Top 16 Best Harvey Price Quotes
#1. Taken slowly, or mindfully, even eating an orange or a bowl of soup, or a small piece of dark chocolate for that matter, can take on the flavor or prayer.
Mary DeTurris Poust
#2. In the spirit of Julian Barnes's Flaubert's Parrot and Alain de Botton's How Proust Can Change Your Life, Mr. Dyer's Out of Sheer Rage keeps circling its subject in widening loops and then darting at it when you least expect it ... a wild book.
Christopher Lehmann-Haupt
#3. I like 'nerves'! I like the word 'migraineur'. I like the word 'madness'. These are OK words. The 19th century had a very handy term: 'neurasthenic'. I think that's a very useful word. We all know what that means: it means extra-sensitive.
Siri Hustvedt
#4. Life has its rhythm ad we have ours. They're designed to coexist in harmony, so that when we do what is ours to do and otherwise let life be, we garner acceptance and serenity. (285)
Victoria Moran
#5. The country is the place for children, and if not the country, a city small enough so that one can get out into the country.
Theodore Roosevelt
#7. Even if you sell the same number of plasma televisions - if you are selling them for 20 or 30 or 40 per cent of the original price, your revenue goes down, and the profit goes with it.
Gerry Harvey
#8. I had no illusions about my role. Prince Charming with a price tag. I was the fantasy lover and like all fantasies, I vanished before dawn.
Jane Harvey-Berrick
#9. And a mouse is miracle enough to stagger sextillions of infidels.
Walt Whitman
#10. It's so rare to get all of your muscles firing at once.
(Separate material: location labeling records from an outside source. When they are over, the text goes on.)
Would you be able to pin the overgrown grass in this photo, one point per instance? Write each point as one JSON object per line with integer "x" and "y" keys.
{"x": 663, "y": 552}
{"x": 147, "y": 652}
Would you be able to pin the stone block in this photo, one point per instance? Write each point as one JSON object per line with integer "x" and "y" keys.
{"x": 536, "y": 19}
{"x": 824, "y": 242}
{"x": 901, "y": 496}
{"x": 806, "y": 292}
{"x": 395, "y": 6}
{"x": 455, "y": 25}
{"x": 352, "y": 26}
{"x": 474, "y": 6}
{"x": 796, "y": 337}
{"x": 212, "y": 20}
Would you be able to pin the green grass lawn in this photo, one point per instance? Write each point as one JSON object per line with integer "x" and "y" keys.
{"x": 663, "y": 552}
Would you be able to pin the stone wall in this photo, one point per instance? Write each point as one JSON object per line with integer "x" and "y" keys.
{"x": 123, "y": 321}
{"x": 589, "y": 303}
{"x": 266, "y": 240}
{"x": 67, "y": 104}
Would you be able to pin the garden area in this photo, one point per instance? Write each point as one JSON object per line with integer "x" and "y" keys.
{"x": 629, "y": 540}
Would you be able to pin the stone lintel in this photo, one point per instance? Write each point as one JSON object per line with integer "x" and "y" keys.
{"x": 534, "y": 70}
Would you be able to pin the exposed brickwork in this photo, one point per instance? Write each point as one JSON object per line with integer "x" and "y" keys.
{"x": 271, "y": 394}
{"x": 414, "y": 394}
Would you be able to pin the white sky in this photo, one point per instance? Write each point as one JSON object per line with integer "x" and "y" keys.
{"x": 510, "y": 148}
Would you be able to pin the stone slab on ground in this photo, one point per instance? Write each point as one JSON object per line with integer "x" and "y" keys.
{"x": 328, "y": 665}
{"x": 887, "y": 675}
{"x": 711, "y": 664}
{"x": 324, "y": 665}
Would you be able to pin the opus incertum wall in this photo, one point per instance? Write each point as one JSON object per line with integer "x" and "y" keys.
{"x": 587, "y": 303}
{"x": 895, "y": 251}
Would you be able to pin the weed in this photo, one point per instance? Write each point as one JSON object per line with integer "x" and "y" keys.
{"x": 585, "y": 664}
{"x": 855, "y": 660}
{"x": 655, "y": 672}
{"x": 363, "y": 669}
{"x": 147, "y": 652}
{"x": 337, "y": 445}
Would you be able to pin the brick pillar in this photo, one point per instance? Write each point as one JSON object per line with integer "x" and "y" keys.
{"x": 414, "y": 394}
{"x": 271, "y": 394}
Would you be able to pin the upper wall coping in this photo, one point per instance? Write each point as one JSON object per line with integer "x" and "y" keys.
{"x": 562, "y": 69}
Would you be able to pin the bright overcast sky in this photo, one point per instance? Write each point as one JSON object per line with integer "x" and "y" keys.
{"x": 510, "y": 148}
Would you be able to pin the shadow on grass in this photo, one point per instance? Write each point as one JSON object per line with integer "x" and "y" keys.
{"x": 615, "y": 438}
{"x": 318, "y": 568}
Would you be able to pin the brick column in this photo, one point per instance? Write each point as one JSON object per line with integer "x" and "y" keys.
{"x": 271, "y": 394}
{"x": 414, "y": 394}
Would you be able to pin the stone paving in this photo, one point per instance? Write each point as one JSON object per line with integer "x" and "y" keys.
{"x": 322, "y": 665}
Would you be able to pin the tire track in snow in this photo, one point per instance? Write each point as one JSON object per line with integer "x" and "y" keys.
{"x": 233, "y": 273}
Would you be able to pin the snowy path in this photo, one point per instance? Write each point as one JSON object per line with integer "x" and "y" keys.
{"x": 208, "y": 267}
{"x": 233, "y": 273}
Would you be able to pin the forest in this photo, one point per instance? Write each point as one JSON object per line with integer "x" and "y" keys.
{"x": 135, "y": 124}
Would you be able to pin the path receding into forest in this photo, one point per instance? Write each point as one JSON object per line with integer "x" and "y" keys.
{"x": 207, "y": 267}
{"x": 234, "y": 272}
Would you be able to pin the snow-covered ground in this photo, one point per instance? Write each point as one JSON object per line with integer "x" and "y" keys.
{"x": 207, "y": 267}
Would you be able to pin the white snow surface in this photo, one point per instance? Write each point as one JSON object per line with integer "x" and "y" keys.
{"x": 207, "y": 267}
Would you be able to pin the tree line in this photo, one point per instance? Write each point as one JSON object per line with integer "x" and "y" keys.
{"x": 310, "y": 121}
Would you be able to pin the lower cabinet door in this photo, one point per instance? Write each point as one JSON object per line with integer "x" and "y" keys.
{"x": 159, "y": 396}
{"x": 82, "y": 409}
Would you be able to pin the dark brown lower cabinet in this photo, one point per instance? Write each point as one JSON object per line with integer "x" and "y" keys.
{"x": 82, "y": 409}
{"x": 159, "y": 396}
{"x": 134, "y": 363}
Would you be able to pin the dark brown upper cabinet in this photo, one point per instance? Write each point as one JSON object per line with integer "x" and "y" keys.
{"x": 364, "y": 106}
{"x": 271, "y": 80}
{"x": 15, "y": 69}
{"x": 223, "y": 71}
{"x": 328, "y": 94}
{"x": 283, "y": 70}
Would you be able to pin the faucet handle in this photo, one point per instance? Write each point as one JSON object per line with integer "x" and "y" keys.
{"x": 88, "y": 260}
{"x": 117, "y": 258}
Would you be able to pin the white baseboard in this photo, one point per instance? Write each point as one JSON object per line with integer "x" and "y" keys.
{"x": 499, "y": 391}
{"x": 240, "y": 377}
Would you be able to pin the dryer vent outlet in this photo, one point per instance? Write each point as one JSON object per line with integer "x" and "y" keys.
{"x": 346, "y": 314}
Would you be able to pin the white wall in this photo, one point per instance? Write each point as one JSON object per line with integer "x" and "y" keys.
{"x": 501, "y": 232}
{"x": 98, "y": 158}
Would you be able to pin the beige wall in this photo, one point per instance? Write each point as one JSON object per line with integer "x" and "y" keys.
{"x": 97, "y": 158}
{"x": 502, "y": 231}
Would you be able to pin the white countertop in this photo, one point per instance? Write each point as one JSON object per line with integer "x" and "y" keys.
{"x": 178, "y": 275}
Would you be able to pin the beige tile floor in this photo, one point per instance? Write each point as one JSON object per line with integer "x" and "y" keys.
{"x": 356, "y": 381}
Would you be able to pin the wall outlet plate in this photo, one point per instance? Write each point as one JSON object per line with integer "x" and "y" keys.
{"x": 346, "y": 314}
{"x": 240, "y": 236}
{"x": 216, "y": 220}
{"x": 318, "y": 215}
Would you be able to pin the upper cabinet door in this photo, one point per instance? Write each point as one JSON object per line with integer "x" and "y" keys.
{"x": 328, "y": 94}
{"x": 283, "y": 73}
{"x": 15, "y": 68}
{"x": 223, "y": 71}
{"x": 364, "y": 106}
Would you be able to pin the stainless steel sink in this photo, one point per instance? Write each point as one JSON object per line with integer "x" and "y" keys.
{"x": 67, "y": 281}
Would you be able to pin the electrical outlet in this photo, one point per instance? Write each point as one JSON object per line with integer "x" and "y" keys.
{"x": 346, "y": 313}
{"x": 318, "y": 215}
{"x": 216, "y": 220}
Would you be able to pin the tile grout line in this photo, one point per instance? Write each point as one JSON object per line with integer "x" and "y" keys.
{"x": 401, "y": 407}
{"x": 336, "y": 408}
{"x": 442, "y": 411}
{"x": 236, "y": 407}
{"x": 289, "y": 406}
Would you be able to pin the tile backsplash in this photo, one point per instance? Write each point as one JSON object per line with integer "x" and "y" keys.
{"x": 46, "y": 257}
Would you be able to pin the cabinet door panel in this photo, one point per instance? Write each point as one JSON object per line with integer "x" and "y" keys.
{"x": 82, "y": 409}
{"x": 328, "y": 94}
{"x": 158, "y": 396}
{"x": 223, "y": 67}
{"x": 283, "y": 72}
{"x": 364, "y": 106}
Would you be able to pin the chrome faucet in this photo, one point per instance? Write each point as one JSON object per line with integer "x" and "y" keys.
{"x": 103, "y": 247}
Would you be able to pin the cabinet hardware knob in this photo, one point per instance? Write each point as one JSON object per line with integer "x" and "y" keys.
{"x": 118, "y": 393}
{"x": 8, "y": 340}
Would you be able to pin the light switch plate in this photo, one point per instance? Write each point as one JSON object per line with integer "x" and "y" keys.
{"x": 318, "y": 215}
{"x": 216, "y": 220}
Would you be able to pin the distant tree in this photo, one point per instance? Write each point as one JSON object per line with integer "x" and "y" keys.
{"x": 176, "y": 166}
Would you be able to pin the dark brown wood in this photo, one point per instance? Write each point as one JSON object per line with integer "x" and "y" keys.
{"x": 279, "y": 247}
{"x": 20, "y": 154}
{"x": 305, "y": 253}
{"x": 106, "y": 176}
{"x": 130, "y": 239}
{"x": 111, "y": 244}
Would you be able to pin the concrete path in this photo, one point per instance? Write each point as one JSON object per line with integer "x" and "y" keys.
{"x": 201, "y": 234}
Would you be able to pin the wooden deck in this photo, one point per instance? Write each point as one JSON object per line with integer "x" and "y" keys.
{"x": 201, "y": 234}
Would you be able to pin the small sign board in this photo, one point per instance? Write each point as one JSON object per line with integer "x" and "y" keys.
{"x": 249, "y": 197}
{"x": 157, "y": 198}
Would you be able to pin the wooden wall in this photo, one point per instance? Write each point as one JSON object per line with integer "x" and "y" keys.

That's what I look for in any role.
Chris Pine
#11. Once you can hang a price tag on something, you can in principle put a price tag on anything, including conscience and honor, to say nothing of body parts and children.
David Harvey
#13. I don't, for the record, have a Tweety Bird fetish.
Brian Lamb
#14. An enormous proportion of property vested in a few individuals is dangerous to the rights, and destructive of the common happiness of mankind, and, therefore, every free state hath a right by its laws to discourage the possession of such property.
Benjamin Franklin
#15. Great orators who are not also great writers become very indistinct shadows to the generations following them. The spell vanishes with the voice.